16.30 La gran mezquita

En el entorno del bullicioso bazar Jan El Jalili se levanta la mezquita de Al Azhar (10), construida en época fatimí (siglo X). Sus más de 7.000 metros cuadrados albergan una universidad considerada la institución teológica más importante del islam suní. Justo enfrente, al otro lado de la avenida Al Azhar, está la mezquita de Hussein (11), de 1154, uno de los grandes lugares de peregrinación para los chiíes, que veneran allí la cabeza de Hussein Ibn Ali, nieto de Mahoma.

Tejidos, perfumes, antigüedades y joyas se mezclan con vulgares souvenirs en el bazar de Jan El Jalili. ampliar foto
Tejidos, perfumes, antigüedades y joyas se mezclan con vulgares souvenirs en el bazar de Jan El Jalili. Alamy

18.00 El arte del regateo

El bazar de Jan El Jalili (12) no cierra nunca. Tejidos, perfumes, antigüedades y joyas se mezclan con vulgares souvenirs en los miles de tiendas que componen este zoco centenario. Comprar es inevitable, y regatear, obligatorio. Cerca de Al Hussein, en el pasaje Midaq, se ambienta la novela El callejón de los milagros, de Naguib Mahfuz, quien solía sentarse a escribir en el café El Fishawi (13), famoso por sus grandes espejos ovales, donde hoy cairotas y turistas se juntan al atardecer para beber té con menta o fumar una shisha (narguile) de manzana. Tampoco hay que perderse la vía Al Muizz y su exuberante conjunto de edificios islámicos medievales.
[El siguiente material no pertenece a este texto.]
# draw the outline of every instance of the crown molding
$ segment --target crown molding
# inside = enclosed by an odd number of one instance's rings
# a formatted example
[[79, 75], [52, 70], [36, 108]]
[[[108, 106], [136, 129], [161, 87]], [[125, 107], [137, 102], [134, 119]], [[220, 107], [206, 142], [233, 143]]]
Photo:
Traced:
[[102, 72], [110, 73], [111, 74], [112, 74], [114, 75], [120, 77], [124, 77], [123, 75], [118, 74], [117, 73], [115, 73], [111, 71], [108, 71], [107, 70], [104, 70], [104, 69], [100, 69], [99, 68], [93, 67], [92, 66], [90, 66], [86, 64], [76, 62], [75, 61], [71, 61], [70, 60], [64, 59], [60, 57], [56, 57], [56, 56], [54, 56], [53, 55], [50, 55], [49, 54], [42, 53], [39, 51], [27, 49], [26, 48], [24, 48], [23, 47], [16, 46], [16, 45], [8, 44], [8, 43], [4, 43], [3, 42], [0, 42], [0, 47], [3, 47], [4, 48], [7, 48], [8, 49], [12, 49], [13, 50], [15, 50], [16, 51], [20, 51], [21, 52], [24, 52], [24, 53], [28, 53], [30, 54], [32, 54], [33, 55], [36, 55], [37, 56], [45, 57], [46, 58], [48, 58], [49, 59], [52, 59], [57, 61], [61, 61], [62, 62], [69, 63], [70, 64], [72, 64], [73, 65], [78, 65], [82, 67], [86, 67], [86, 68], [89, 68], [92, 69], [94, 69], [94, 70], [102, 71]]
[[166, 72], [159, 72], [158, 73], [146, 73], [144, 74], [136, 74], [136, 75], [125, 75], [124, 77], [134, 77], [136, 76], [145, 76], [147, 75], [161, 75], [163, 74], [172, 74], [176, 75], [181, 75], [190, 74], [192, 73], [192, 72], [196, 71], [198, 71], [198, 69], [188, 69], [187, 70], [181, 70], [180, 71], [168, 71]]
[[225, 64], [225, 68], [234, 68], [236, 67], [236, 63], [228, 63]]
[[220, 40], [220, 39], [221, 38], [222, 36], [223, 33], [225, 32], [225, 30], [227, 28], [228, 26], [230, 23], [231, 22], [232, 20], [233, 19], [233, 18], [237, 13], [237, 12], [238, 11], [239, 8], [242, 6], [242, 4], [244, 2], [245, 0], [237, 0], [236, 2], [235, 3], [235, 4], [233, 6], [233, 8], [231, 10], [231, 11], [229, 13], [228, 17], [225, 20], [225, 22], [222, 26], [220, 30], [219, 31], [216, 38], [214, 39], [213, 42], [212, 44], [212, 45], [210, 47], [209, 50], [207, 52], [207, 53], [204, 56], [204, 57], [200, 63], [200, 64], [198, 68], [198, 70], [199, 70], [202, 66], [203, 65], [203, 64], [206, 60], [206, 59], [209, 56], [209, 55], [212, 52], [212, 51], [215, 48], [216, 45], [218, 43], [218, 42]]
20.30 A por las pizzas egipcias

El tiempo vuela en Jan El Jalili. En sus inmediaciones, Fatatry elhosein (Egyptian Pancake House) (14) (Midan Hussein, s/n) presenta una buena opción para la cena: la deliciosa y contundente fetir, una suerte de pizza egipcia que puede ser dulce —con miel y queso fresco— o salada —de atún o pollo, entre otros sabores—. A estas alturas, sentado a una de esas mesas callejeras, ya habrá tenido una revelación: el caos puede ser bello.